7 Eylül 1916 tarihli küçük sayfalarla 45 s. Fon Sadriştayn’a Karısı adlı, Ömer Seyfettin’in el yazısıyla günümüze intikal etmiş tek hikâyesi, ilk önce önemli değişikliklerle 1918 yılında Yeni Mecmua’da yayımlanmıştır. Koz, özgün metin ile Yeni Mecmua ve diğer yayınlardaki metinleri bir kuyumcu titizlik ve sabrıyla karşılaştırmış, önemli tespitlerde bulunmuştur.

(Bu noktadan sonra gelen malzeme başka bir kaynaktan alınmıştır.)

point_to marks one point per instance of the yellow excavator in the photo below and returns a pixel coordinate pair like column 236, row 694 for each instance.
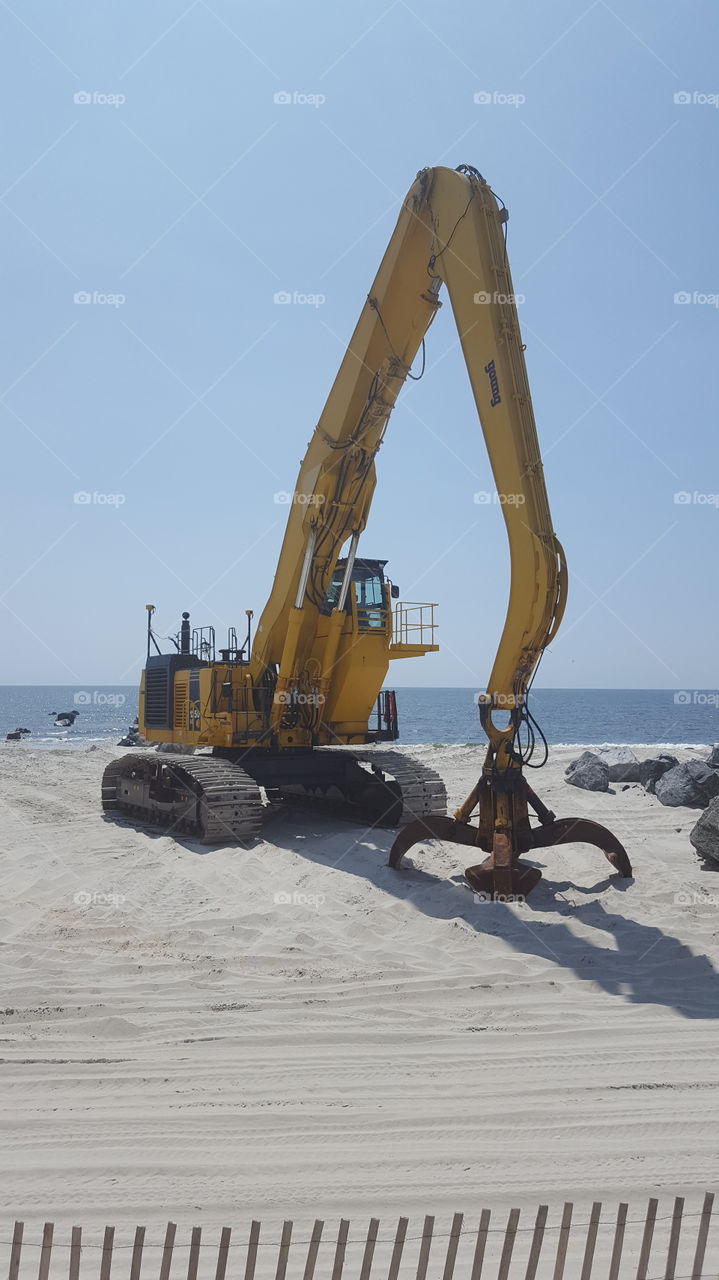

“Fon Sadriştayn’ın Karısı” hikâyesinde çok zor şartlarda kaldığı için Alman kadınla evlenen bir Türk’ün kadının akıllı, tutumlu ev idaresi sayesinde nasıl zengin ve mutlu olduğu anlatılmaktadır. Hem Türk hem de Alman kızlar tarafından tepkiyle karşılaşınca Ömer Seyfettin “Fon Sadriştayn’ın Oğlu” adlı bir hikâye yazarak tepkileri azaltıp yumuşatmaya çalışmışsa da amacına tam ulaşamamıştır.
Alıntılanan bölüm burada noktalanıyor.